Kardinal und neun weitere Angeklagte warten auf Urteile im Vatikan-Prozess Von Reuters


© Reuters. Kardinal Angelo Becciu kommt zu einer Konsistoriumszeremonie zur Ernennung römisch-katholischer Prälaten zum Kardinal in der Petersbasilika im Vatikan am 27. August 2022. REUTERS/Remo Casilli/Archivfoto

Von Philip Pullella

VATIKANSTADT (Reuters) – Ein zweieinhalbjähriger Korruptionsprozess, der Machtkämpfe und Intrigen in den höchsten Rängen des Vatikans aufdeckte, endet am Samstag damit, dass der Hauptangeklagte, ein italienischer Kardinal, darum betet, dass das Gericht seinem Unschuldsbekenntnis Glauben schenkt .

Kardinal Angelo Becciu, 75, ein ehemaliger Machtvermittler im Vatikan, wird wegen Unterschlagung, Amtsmissbrauchs und des Versuchs, einen Zeugen zu einer falschen Aussage zu bewegen, angeklagt.

Becciu, der ranghöchste Beamte des Vatikans, der jemals wegen Finanzverbrechen angeklagt wurde, hat ebenso wie die anderen neun Angeklagten jegliches Fehlverhalten bestritten. Das aus drei Laienrichtern bestehende Gremium des Strafgerichtshofs des Vatikans wird voraussichtlich am späten Samstagnachmittag Urteile fällen.

Der Prozess, der 85 Anhörungen umfasste, drehte sich hauptsächlich um den chaotischen Kauf eines Gebäudes in London durch das Staatssekretariat, die wichtigste Verwaltungs- und Diplomatieabteilung des Vatikans.

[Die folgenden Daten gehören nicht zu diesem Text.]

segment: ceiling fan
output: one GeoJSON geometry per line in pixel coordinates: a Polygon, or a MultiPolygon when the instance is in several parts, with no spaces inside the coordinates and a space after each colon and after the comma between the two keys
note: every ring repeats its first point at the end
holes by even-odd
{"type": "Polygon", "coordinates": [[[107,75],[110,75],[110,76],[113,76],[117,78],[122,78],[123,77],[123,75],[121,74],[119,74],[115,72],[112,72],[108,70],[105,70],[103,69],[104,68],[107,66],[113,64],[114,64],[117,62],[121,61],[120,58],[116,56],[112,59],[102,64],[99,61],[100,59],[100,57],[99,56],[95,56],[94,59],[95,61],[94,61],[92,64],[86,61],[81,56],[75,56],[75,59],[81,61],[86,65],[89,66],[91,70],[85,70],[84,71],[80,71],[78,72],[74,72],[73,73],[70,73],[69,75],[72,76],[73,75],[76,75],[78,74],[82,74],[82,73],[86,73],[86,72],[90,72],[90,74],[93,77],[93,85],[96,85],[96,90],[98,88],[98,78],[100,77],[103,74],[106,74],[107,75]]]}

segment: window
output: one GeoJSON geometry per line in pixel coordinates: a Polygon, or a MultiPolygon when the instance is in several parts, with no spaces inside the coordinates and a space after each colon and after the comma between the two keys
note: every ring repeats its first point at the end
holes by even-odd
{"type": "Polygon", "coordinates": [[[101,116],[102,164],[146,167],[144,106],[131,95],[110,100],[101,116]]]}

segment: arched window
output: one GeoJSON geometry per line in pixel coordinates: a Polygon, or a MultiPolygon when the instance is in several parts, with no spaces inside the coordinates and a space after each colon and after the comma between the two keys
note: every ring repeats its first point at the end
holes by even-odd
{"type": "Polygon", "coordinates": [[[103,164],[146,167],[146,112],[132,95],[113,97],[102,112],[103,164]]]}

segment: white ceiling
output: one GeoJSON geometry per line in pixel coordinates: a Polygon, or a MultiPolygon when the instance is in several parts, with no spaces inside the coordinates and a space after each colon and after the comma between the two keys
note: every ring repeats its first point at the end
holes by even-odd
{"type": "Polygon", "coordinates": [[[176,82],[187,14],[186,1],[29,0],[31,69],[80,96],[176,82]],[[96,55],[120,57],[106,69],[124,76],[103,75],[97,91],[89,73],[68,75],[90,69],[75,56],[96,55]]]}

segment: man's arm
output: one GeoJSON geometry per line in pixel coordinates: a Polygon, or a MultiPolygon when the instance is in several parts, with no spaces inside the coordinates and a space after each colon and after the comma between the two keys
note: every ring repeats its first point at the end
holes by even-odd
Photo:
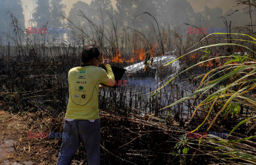
{"type": "Polygon", "coordinates": [[[111,61],[108,59],[105,59],[102,63],[107,69],[107,73],[102,69],[102,74],[100,77],[100,82],[108,86],[113,86],[115,85],[115,76],[111,68],[111,66],[109,64],[111,61]]]}

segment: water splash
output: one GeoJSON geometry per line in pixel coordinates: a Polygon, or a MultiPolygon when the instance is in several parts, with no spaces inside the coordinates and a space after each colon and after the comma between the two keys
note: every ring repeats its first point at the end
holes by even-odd
{"type": "MultiPolygon", "coordinates": [[[[149,65],[151,72],[154,72],[155,82],[160,82],[159,73],[161,75],[163,83],[165,83],[178,73],[181,67],[179,60],[175,60],[172,63],[164,66],[171,61],[177,58],[176,56],[172,55],[174,51],[170,51],[165,53],[164,56],[153,57],[152,65],[149,65]],[[158,72],[157,72],[158,70],[158,72]]],[[[144,73],[144,62],[138,63],[125,67],[126,70],[126,74],[136,77],[140,79],[141,74],[144,73]]],[[[150,77],[148,77],[150,78],[150,77]]],[[[153,77],[151,77],[152,79],[153,77]]],[[[158,83],[159,84],[159,83],[158,83]]]]}

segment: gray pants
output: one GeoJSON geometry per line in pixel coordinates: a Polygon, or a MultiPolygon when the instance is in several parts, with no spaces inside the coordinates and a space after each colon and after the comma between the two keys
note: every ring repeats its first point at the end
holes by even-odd
{"type": "Polygon", "coordinates": [[[89,165],[98,165],[100,163],[100,121],[88,120],[67,121],[63,128],[63,133],[68,133],[68,137],[62,138],[62,143],[57,165],[70,164],[72,157],[80,146],[84,144],[89,165]]]}

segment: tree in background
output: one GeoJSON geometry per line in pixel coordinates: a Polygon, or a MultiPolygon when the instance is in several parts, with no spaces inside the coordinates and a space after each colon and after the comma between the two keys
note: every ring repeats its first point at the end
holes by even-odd
{"type": "MultiPolygon", "coordinates": [[[[38,6],[32,14],[32,22],[36,24],[35,28],[63,28],[65,23],[62,18],[65,15],[64,8],[66,8],[66,5],[62,3],[62,0],[37,0],[38,6]]],[[[58,31],[51,32],[53,38],[63,36],[61,34],[58,33],[59,32],[58,31]]]]}
{"type": "MultiPolygon", "coordinates": [[[[10,37],[13,37],[17,29],[11,25],[12,20],[11,16],[17,18],[18,21],[18,25],[21,28],[24,28],[25,20],[23,14],[23,8],[20,0],[1,0],[0,1],[0,31],[5,33],[10,37]],[[9,13],[10,12],[10,13],[9,13]]],[[[4,44],[8,43],[7,38],[6,34],[2,36],[2,42],[4,44]]],[[[10,40],[11,43],[11,40],[10,40]]]]}

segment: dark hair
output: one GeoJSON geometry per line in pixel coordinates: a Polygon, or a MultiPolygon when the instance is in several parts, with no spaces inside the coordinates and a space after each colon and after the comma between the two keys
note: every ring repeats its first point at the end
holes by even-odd
{"type": "Polygon", "coordinates": [[[100,49],[97,46],[92,44],[88,45],[82,51],[82,62],[84,64],[90,62],[94,57],[98,58],[100,54],[100,49]]]}

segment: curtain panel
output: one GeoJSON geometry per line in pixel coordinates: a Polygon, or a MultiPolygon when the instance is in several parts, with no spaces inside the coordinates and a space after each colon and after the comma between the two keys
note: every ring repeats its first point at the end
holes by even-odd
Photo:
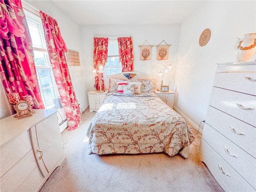
{"type": "MultiPolygon", "coordinates": [[[[93,40],[94,49],[93,50],[93,66],[97,71],[95,76],[95,88],[97,90],[100,90],[99,82],[103,78],[103,73],[98,72],[99,66],[102,65],[103,68],[106,63],[108,61],[108,38],[102,37],[94,37],[93,40]]],[[[102,80],[103,82],[103,80],[102,80]]],[[[102,83],[102,89],[104,90],[104,84],[102,83]]]]}
{"type": "Polygon", "coordinates": [[[40,11],[48,53],[55,81],[68,122],[68,130],[79,127],[81,112],[74,90],[64,53],[67,52],[57,21],[40,11]]]}
{"type": "Polygon", "coordinates": [[[22,98],[30,95],[33,108],[44,109],[21,1],[0,0],[0,77],[6,93],[18,93],[22,98]]]}
{"type": "Polygon", "coordinates": [[[122,72],[133,71],[133,46],[132,37],[117,38],[122,72]]]}

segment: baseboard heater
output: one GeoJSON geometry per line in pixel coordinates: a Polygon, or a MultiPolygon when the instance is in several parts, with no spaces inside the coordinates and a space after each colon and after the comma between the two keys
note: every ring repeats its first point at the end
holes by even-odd
{"type": "Polygon", "coordinates": [[[63,131],[65,130],[65,129],[66,129],[68,127],[68,124],[67,119],[64,120],[63,121],[59,124],[60,132],[61,133],[62,131],[63,131]]]}

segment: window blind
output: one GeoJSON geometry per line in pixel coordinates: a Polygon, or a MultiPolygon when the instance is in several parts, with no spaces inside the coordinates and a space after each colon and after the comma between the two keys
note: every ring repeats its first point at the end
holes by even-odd
{"type": "Polygon", "coordinates": [[[116,40],[108,40],[108,57],[119,57],[118,44],[116,40]]]}
{"type": "Polygon", "coordinates": [[[33,47],[46,49],[46,46],[41,19],[24,10],[33,47]]]}

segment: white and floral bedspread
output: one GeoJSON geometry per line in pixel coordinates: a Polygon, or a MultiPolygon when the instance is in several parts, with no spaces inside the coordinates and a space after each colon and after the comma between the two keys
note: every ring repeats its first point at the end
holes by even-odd
{"type": "Polygon", "coordinates": [[[108,94],[86,135],[89,153],[179,152],[186,158],[195,139],[185,120],[154,93],[108,94]]]}

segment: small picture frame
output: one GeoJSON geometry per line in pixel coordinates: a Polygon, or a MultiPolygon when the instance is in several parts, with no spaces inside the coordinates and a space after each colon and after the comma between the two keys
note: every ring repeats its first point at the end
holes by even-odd
{"type": "Polygon", "coordinates": [[[162,85],[161,86],[161,89],[160,89],[161,92],[169,92],[169,86],[168,85],[162,85]]]}

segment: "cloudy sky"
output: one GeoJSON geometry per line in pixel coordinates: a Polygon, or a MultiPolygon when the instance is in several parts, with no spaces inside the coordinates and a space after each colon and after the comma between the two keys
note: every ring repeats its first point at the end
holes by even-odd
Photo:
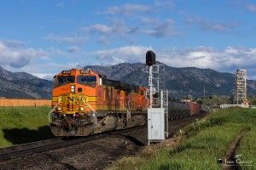
{"type": "Polygon", "coordinates": [[[3,0],[0,65],[51,79],[90,65],[157,60],[247,70],[256,80],[254,0],[3,0]]]}

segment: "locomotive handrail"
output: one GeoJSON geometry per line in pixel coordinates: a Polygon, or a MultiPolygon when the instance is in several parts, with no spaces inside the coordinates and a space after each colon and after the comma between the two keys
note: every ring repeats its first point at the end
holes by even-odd
{"type": "Polygon", "coordinates": [[[58,102],[56,105],[55,105],[55,106],[54,106],[52,109],[51,109],[51,110],[49,112],[49,114],[48,114],[48,120],[49,120],[49,122],[52,122],[52,121],[50,120],[50,114],[55,110],[55,109],[58,106],[58,105],[60,104],[60,102],[58,102]]]}
{"type": "Polygon", "coordinates": [[[89,103],[84,102],[84,104],[89,107],[89,109],[94,113],[94,116],[95,116],[95,124],[96,125],[97,123],[97,112],[96,110],[94,110],[94,109],[90,105],[89,103]]]}

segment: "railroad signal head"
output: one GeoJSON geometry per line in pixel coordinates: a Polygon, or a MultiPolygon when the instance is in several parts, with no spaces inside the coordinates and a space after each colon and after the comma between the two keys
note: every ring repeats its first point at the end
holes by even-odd
{"type": "Polygon", "coordinates": [[[155,54],[151,50],[146,53],[146,65],[149,66],[155,65],[155,54]]]}

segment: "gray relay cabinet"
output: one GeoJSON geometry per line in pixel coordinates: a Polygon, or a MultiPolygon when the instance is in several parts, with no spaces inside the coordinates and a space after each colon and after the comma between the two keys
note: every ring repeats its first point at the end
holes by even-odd
{"type": "Polygon", "coordinates": [[[165,108],[148,109],[148,145],[165,139],[165,108]]]}

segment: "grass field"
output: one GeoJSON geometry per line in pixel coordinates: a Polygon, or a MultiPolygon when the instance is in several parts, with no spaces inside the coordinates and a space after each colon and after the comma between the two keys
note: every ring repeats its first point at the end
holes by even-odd
{"type": "Polygon", "coordinates": [[[182,139],[177,144],[154,152],[146,147],[137,156],[124,157],[108,169],[223,169],[217,160],[224,162],[230,145],[242,132],[247,133],[236,151],[241,155],[240,167],[256,168],[256,110],[218,110],[181,132],[176,134],[182,139]],[[151,154],[145,154],[148,152],[151,154]]]}
{"type": "Polygon", "coordinates": [[[54,138],[49,106],[0,107],[0,147],[54,138]]]}

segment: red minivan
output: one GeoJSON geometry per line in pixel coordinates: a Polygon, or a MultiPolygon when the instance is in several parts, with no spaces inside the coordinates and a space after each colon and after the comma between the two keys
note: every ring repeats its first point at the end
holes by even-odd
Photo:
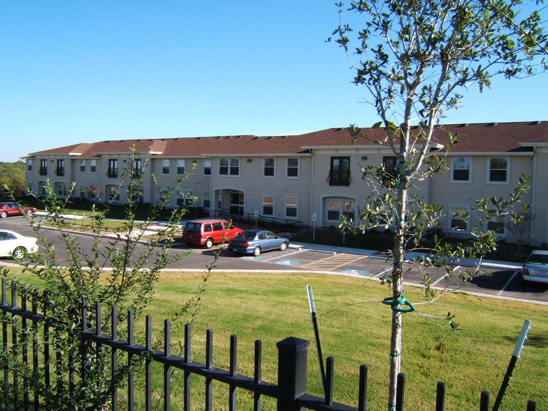
{"type": "Polygon", "coordinates": [[[226,220],[195,220],[185,225],[182,241],[190,246],[211,248],[214,243],[223,243],[232,239],[242,231],[226,220]]]}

Becciu belegte dort 2014 den zweiten Platz, als das Unternehmen begann, in einen vom italienischen Finanzier Raffaele Mincione verwalteten Fonds zu investieren und sich etwa 45 % des Gebäudes in der 60 Sloane Ave. zu sichern.

Im Jahr 2018, als Becciu zu einem anderen Job im Vatikan gewechselt war, hatte das Staatssekretariat das Gefühl, von Mincione getäuscht worden zu sein, und wandte sich an einen anderen Finanzier, Gianluigi Torzi, um Hilfe bei der Verdrängung von Mincione und dem Kauf des Rests des Gebäudes.

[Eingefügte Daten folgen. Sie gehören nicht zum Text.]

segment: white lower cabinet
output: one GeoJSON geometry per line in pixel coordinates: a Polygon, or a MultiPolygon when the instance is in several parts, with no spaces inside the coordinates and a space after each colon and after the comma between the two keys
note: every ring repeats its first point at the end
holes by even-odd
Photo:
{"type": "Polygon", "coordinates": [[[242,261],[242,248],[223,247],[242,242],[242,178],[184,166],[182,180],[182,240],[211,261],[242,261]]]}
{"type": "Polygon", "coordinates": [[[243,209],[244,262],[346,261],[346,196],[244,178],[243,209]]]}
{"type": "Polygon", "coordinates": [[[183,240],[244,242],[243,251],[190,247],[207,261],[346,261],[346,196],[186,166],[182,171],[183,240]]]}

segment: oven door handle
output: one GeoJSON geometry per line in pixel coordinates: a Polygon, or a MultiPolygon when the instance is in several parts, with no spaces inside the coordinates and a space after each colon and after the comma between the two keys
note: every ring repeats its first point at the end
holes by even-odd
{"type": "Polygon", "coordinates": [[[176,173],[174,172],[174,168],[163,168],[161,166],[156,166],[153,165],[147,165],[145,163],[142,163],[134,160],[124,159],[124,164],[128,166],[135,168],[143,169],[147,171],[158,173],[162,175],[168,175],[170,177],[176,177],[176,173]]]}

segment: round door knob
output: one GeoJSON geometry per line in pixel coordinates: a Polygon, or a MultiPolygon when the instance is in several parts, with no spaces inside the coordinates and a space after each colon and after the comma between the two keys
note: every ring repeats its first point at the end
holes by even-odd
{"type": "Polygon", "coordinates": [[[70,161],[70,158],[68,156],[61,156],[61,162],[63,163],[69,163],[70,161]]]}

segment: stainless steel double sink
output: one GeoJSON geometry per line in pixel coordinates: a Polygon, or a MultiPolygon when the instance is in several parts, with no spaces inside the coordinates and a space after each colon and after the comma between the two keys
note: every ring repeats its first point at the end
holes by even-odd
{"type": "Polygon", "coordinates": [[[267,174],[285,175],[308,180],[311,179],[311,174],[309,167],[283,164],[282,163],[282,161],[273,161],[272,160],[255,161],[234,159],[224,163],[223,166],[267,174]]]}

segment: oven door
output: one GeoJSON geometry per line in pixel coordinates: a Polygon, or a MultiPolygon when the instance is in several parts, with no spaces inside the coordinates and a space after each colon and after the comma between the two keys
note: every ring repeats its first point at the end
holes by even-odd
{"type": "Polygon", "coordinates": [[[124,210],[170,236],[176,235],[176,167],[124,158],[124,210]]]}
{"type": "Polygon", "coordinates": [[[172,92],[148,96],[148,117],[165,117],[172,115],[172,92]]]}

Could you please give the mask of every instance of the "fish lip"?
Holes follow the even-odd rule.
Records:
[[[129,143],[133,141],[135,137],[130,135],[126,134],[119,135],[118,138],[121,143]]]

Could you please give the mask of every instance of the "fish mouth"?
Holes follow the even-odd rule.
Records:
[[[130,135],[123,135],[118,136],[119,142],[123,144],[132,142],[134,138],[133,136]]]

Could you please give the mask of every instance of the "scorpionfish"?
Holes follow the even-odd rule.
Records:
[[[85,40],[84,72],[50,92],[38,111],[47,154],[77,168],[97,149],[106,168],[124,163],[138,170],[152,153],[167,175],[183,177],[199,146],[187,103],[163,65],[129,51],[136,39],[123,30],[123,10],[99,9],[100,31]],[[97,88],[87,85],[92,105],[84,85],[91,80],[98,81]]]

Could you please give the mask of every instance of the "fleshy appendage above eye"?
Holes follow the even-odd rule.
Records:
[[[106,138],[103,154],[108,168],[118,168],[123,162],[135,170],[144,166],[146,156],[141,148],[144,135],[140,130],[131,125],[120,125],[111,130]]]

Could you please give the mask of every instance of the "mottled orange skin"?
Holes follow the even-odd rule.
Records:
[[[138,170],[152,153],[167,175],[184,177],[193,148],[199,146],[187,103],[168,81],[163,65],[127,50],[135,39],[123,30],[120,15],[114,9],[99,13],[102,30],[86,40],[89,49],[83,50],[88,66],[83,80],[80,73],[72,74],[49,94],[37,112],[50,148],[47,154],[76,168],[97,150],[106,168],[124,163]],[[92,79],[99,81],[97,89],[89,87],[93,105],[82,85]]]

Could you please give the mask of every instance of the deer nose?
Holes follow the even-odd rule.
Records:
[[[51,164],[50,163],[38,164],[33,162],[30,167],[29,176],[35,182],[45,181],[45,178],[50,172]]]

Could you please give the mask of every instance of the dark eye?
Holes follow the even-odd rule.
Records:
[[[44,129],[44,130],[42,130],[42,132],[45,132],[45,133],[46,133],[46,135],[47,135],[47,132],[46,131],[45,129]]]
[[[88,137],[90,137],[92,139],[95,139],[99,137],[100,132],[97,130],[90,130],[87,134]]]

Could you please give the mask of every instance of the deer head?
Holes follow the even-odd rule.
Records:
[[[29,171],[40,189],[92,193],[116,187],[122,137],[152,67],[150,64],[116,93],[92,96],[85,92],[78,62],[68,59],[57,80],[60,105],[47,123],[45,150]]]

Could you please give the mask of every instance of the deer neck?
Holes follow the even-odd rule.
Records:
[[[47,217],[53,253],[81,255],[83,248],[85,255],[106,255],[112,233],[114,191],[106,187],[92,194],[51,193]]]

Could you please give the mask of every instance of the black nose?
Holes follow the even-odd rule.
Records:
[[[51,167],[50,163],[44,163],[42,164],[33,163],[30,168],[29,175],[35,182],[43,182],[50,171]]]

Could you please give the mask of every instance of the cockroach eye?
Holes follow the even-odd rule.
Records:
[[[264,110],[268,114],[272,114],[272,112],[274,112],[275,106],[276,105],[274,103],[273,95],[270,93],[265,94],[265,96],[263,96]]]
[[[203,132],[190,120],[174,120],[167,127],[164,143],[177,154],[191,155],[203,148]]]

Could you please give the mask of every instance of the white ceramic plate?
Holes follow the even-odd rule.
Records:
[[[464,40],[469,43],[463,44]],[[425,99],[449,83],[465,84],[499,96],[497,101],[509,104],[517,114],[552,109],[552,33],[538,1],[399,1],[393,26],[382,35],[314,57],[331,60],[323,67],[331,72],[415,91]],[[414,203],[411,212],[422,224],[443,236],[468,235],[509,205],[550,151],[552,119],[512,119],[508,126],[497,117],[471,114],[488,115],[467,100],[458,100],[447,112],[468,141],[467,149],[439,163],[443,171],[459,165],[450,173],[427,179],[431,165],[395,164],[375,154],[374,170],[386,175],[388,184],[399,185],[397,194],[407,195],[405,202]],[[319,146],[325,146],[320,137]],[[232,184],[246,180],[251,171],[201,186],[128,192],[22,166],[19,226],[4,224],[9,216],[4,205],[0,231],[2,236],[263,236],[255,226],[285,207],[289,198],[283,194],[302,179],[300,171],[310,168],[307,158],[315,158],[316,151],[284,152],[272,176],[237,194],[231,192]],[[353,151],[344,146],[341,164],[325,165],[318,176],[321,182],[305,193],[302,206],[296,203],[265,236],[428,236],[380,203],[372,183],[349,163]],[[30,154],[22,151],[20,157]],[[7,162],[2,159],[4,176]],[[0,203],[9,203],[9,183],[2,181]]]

Nach Angaben der Staatsanwälte, die beide Männer wegen Betrugs, Korruption und Unterschlagung angeklagt haben, hat Torzi auch den Vatikan ausgeplündert.

Unter einer Wolke der Verlegenheit verkaufte der Vatikan das Gebäude im vergangenen Jahr und musste einen geschätzten Verlust von etwa 140 Millionen Euro (152,71 Millionen US-Dollar) hinnehmen.

Becciu, der 2020 von Papst Franziskus wegen angeblicher Vetternwirtschaft aus seinem zweiten Amt entlassen wurde, aber weiterhin Kardinal ist, wurde auch wegen Vorwürfen im Zusammenhang mit Randbereichen der Ermittlungen angeklagt.

Dem Kardinal wird vorgeworfen, Geld und Verträge an von seinen Brüdern kontrollierte Unternehmen oder Wohltätigkeitsorganisationen auf ihrer Heimatinsel Sardinien geschleust zu haben.

Ein weiterer Vorwurf betrifft die Anstellung von Cecilia Marogna, einer selbsternannten Sicherheitsanalystin, ebenfalls aus Sardinien, als Teil eines geheimen Projekts, das dazu beitragen soll, einer in Mali entführten Nonne die Freiheit zu verschaffen.

Marogna, 46, erhielt 2018-2019 575.000 Euro vom Staatssekretariat. Das Geld wurde an eine Firma geschickt, die sie in Slowenien gegründet hatte, und sie erhielt einen Teil davon in bar, teilten die Staatsanwälte dem Gericht mit.

Die italienische Polizei sagte, Marogna habe einen Großteil des Geldes für den persönlichen Gebrauch ausgegeben, darunter Kleidung von Luxusmarken und Besuche in Heilbädern. Ihr wird Unterschlagung vorgeworfen.

Zu den anderen sechs Angeklagten gehören der ehemalige Präsident und Direktor der Financial Intelligence Unit des Vatikans, der ehemalige Sekretär des Kardinals, Pater Mauro Carlino, und drei ehemalige Mitarbeiter des Vatikans.

Angeklagt wurden auch vier mit einzelnen Angeklagten verbundene Unternehmen, zwei in der Schweiz, eines in den USA und eines in Slowenien. Die Unternehmen bestritten jegliches Fehlverhalten.